With little options for schooling, John learned to grind glass at a nearby trade school. The family then applied with the Lutheran Church for emigration to America and the owner of a 1,200 acre fruit farm in Chambersburg, Pennsylvania, sponsored the whole family.

“We came over not knowing a word of English,” recalls John, “just ‘okay,’ and ‘no’!”

They arrived at the farm late on Easter, 1952. A feast covered the table. “I will never forget that,” John whispers, still visibly moved by the memory.

“It was easy work,” he says, of long hours making hay and picking in the orchards. All he missed of his homeland was the language. The family began to learn English and passed time playing cards with the farm manager’s family. A daughter, Martha, became more.

“They were happy here,” says Martha, John’s wife of almost 55 years, “even if they couldn’t speak the language, they knew it would be a better life.” John’s family moved to Rochester the following year to be closer to a larger German community, and he found work on a dairy farm in Churchville.

A friend John recalls only as “Otto” knew his training as a glass grinder would be valuable in Rochester. In one afternoon of Otto translating at interviews, John had offers from Kodak and Bausch & Lomb. He accepted the job at Kodak, then was drafted into the Army and trained as a driver. Next stop: Germany, and a Europe still recovering from WWII.

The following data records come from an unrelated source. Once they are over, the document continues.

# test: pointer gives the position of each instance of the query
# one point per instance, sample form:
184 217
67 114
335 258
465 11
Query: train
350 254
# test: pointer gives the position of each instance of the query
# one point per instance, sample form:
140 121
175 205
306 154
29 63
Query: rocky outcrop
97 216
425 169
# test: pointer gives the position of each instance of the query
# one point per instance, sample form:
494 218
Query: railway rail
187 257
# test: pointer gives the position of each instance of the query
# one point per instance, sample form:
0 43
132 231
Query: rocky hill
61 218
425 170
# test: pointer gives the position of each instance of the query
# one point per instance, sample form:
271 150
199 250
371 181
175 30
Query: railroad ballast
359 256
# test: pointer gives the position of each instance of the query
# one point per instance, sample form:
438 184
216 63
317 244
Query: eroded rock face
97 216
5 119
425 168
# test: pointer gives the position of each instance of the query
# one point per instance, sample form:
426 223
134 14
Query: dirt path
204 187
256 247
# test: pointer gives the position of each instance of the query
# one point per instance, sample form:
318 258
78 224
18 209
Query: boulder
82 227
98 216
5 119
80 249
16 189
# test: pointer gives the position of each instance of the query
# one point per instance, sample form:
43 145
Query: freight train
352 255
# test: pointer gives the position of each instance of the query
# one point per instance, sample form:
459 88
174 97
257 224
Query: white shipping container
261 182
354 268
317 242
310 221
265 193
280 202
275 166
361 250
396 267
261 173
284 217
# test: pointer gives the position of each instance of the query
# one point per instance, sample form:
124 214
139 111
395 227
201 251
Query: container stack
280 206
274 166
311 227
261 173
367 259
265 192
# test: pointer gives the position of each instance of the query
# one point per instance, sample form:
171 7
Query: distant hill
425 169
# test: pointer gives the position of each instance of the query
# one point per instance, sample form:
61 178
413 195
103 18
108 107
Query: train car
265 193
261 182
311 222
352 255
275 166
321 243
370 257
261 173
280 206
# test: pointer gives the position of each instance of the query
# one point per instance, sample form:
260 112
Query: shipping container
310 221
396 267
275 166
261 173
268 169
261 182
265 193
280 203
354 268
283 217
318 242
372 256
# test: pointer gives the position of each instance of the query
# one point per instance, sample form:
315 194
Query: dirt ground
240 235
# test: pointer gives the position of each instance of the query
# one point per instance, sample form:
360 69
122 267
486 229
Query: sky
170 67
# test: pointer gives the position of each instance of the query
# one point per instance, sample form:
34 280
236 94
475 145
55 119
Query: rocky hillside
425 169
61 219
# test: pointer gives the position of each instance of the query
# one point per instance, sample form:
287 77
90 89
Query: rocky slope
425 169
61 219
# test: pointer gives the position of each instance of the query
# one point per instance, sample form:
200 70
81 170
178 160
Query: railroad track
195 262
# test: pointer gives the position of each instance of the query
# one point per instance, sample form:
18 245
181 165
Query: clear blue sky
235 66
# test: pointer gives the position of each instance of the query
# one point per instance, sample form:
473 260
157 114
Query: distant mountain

For eighteen months, John, a valuable native speaker, drove 100,000 miles through the back roads and small villages of West Germany assisting two reconnaissance officers mapping emergency exit routes, should the borders de-stabilize.

Toward the end of his service, the Army asked him to reenlist for an interpreter post in Berlin. John says he declined, still shaking his head at the idea of being so close to the Soviet army.

John returned to Rochester and his job at Kodak, marrying Martha in 1959, and learning to read and write in English during his lunch hour with the help of good friends. He took an early retirement in 1986 and has since then applied his lifetime of hands-on work into a second career as a handyman for both homeowners and businesses.

Now, John is disquieted watching the news coming from Ukraine, especially about Crimea and separatists. John says, “These people don’t know what they’re in for…. that [situation] is going to get worse.”

John is, from wartime experience, suspicious of government promises, admonishing, “Pay attention, and don’t give up any freedoms – here, we can still speak freely, even against the government. In other countries you end up in jail, or people just disappear, like my Dad.”

“It’s a wonder they survived,” adds Martha, as John recalls people being shot along the roadside during the war.

“I didn’t have an easy life in the beginning, but now I have a good wife and family,” says John. “Here I can do what I want to do – and this is home.”